Se a advocacia se calar, toda a sociedade sentirá os efeitos nefastos deste ato, por décadas. Não sem tempo, o Conselho Federal da OAB emitiu nota repudiando o ato do Ministro.
A matéria não estava em pauta por evidentes razões políticas. Assim, valendo-se de suas prerrogativas profissionais, o advogado pediu a palavra em sessão pública e trouxe às claras a questão, requerendo fosse pautada, pois segundo o Regimento Interno do STF é questão que deveria preceder às demais.
A falta de razão processual do Ministro Joaquim Barbosa, que tenta se escudar em burocracia processual para não cumprir com seu dever de ofício, justifica a postura do advogado, que concordo, até cometeu excessos.
Do episódio fica claro o desconforto dos demais Ministros da Corte, com as manobras tardinheiras do Presidente da Casa, que esconde-se na capa, enquanto deveria mostrar-se digno de vestir a toga!

Honyldo disse:
18 de junho de 2014 às 10:57

Concordo integralmente com seu comentário e acrescento que já me manifestei diretamente ao Conjur, via e-mail, sobre o tema, sem a consideração da resposta.
Esquecem que, credibilidade em jornalismo, principalmente aquele que se propõe especializado, exige posição de isenção.

Kipling disse:
18 de junho de 2014 às 12:57

O advogado deve guardar ética nas suas manifestações. O "respeito" é conditio sine qua non à atuação do causídico em qualquer instância ou Tribunal. É sabido que o advogado poder falar, pela ordem, em qualquer juízo ou tribunal, na forma do art. 7º, inciso X, do Estatuto da Advocacia e da OAB; todavia, não pode extrapolar os limites impostos pela lei, devendo, em contrapartida, respeitar autoridades do Poder Judiciário, do Ministério Público e os próprios colegas. No caso em comento, ficou patente que o advogado usou da palavra, mas , de maneira destemperada, destratou o Presidente do STF, que lhe cassou a palavra na medida em que o causídico se exasperou, revelando-se um advogado intranquilo e nefasto aos trabalhos da Corte. Somente a OAB e alguns advogados, que usaram de "espírito corporativo" na defesa do advogado, não viram q

Kipling disse:
18 de junho de 2014 às 13:47

Quero dar continuidade ao que dizia nessa nota.
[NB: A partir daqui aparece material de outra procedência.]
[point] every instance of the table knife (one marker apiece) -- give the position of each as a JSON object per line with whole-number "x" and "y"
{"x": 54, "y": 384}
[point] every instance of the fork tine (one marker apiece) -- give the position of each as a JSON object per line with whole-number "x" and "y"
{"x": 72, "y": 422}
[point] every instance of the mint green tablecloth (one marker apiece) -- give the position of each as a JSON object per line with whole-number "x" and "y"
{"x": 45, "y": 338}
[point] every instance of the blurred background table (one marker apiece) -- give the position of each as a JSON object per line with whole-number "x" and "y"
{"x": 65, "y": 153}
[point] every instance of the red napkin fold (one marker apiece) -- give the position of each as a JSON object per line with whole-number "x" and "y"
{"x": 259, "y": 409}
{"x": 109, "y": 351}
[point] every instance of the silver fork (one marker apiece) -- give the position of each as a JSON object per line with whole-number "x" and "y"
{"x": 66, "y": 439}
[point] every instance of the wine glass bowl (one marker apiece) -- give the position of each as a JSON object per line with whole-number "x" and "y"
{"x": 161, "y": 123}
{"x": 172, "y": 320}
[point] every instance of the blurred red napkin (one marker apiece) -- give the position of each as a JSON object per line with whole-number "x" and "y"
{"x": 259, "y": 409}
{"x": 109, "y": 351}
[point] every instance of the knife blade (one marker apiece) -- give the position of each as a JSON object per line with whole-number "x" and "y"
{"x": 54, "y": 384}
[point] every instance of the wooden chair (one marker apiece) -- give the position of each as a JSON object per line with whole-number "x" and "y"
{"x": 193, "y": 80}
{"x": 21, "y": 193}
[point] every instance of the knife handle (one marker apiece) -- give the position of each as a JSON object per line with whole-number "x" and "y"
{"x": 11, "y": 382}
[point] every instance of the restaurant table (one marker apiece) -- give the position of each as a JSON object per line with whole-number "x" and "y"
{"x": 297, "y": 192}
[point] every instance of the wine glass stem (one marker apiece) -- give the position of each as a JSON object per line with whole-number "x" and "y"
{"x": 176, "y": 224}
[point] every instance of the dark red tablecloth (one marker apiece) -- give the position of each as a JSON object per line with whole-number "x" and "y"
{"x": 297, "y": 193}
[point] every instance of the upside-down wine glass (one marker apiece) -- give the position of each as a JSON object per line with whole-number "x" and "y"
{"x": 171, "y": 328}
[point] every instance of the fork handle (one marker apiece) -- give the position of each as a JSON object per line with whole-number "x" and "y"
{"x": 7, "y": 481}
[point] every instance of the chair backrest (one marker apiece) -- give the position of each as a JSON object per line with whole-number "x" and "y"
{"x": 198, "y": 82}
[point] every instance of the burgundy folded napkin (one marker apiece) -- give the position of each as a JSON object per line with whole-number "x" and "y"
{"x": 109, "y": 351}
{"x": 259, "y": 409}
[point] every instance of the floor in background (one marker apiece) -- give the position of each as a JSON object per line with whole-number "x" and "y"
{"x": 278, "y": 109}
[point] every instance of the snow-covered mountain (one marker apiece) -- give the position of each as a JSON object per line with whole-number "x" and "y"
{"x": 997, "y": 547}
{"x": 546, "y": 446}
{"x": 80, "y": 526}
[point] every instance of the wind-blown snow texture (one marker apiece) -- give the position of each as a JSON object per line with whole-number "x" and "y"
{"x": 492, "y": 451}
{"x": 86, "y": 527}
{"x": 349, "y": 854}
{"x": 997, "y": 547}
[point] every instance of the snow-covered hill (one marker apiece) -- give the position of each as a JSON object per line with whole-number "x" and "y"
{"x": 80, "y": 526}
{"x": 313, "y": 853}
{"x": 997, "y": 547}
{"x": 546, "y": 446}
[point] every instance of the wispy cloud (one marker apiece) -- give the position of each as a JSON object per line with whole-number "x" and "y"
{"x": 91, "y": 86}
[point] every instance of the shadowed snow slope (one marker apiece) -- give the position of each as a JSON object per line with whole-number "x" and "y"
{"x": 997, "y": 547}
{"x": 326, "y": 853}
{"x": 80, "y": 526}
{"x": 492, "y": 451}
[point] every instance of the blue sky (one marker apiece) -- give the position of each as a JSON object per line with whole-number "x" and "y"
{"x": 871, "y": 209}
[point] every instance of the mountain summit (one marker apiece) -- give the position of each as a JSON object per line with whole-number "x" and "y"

Espero que a CONJUR me permita completar. O advogado, notem que o vídeo é claro, desrespeitou o Ministro-Presidente do STF ao usar a "questão de ordem" quando estava em andamento o julgamento de outra ação diversa da AP nº 470, não aguardando o momento próprio para falar, além de afrontar o Presidente da Corte quando disse que este "devia honrar" (sic) a casa (STF). Em outras palavras, o Ministro não estaria honrando a toga. Ora, houve claro desacato, tipo penal inafastável, ao Presidente do STF. O advogado exorbitou do seu direito ao usar a "questão de ordem". Qualquer dirigente de uma corte de Justiça, brasileira ou estrangeira, ao usar o poder de polícia que possui o magistrado, puniria o desrespeito do causídico com a cassação da palavra, que, aliás, não surtiu efeito, uma vez que o advogado continuou vociferando da tribuna, o que obrigou o Presidente da Corte a mandar retirá-lo do recinto. Quem defende o advogado também defende, obliquamente, que advogados e demais pessoas possam dirigir-se, sem o devido respeito, ao magistrado que preside determinado julgamento. Nesse país, infelizmente, há quem seja capaz de defender absurdos dessa natureza. Esquecem de que, sem a lei e a ordem, tudo este perdido. Nota da AMB sobre o fato é demonstrativa da ausência de ética e falta de respeito para com a autoridade constituída nesse país. O advogado exerce múnus público, mas não pode se beneficiar desse múnus com atitudes desrespeitosas e atos puníveis à luz da lei penal. Que a CONJUR publique meu comentário, que aliás, não ofende a ninguém. O pedido se justifica porque já deixaram comentário meu sem a devida publicação.